Nel corso della giornata di studi sono state evidenziate anche alcune “caratteristiche” della toponomastica cittadina, come ad esempio la strada che và da piazza Vittorio Emanuele II e Piazzetta Genovese ha tre nomi un nome per ogni due isolati: via Miraglia, via Dei Bianchi , via Fratelli Plutino.
Da queste situazioni sia era deciso – continua Arillotta di dare una denominazione unica per via Dei Bianchi proprio per la sua importanza storica e soprattutto all'importanza ed al significato che la Congrega dei Bianchi ha rappresentato.
Altri esempi riguardano la via XXI agosto la parte alta di mantenere tale denominazione, mentre la restante bassa con la denominazione via Fratelli Plutino
Mentre altre modifiche conclude Francesco Arillotta sono state apportate senza il parere della Consulta per le nuove denominazioni e nello specifico quelle relative a Musella (via Apollo) e l'altra all'avvocato Valenzise (via Crisafi) ricadente nel centro storico.
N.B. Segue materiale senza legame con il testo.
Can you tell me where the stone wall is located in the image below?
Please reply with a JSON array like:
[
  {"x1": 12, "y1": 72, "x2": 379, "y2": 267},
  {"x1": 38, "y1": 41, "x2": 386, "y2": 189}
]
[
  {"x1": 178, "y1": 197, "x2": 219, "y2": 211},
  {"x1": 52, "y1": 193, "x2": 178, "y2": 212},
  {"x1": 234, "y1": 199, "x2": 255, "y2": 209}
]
A conclusione è seguito un appassionato dibattito con il pubblico presente alla giornata di studi organizzata dal Circolo Culturale “L’Agorà” che ha evidenziato il suo rammarico per il cambio di alcune denominazioni stradali, tra cui quella di via Apollo, il mancato coinvolgimento in tali scelte, la costituzione di un Comitato indirizzato a sollecitare il Comune di Reggio Calabria a buon operare e ad intervenire presso chi di competenza (organi prefettizi e Ministero degli Interni) per risolvere l'iter burocratico in riferimento al lavoro compiuto dalla Consulta per una rapida attuazione.
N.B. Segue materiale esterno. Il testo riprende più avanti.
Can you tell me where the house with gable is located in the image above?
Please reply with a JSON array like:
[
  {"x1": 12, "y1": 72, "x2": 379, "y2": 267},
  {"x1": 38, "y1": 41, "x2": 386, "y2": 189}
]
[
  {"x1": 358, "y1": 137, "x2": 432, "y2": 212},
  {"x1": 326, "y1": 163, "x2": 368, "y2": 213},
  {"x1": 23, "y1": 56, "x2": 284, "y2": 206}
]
LEGGE 24 DICEMBRE 1954 N. 1228 (LEGGE ANAGRAFICA):
Art. 10, 1° comma - Il comune provvede alla indicazione dell'onomastica stradale e della numerazione civica.
LEGGE 23 GIUGNO 1927 N. 1188
1. Nessuna denominazione può essere attribuita a nuove strade e piazze pubbliche senza la autorizzazione del Prefetto, udito il parere della Deputazione di storia patria, o, dove questa manchi, della Società storica del luogo o della Regione.
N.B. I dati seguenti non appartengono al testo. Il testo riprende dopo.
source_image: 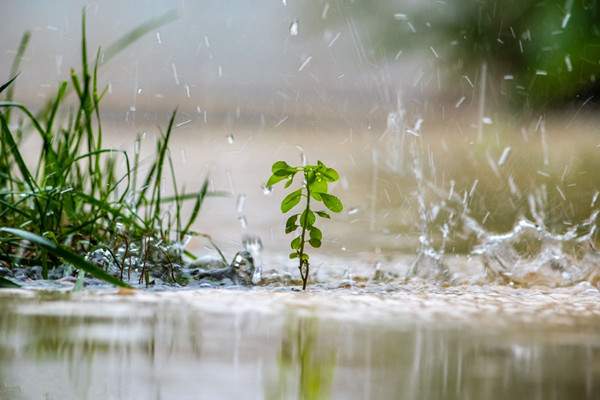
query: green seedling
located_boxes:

2. Nessuna strada o piazza pubblica può essere denominata a persone che non siano decedute da almeno dieci anni.
3. ( omissis)
4. Le disposizioni degli artt. 2 e 3, primo comma, non si applicano a caduti di guerra o per la causa nazionale. E' inoltre facoltà del Ministero per l'Interno di consentire la deroga alle suindicate disposizioni in casi eccezionali, quando si tratti di persone che abbiano benemeritato dalla nazione.
5 e 6. (omissis)
R.D.L. 10 MAGGIO 1923 N. 1158 CONVERTITO IN LEGGE 17 APRILE 1925 N. 473 - NORME PER IL MUTAMENTO DEL NOME DELLE VECCHIE STRADE E PIAZZE COMUNALI
Le amministrazioni municipali, qualora intendano mutare il nome di qualcuna delle vecchie strade o piazze comunali, dovranno chiedere ed ottenere preventivamente l'approvazione del Ministero della P.I. per il tramite delle competenti soprintendenze ai monumenti.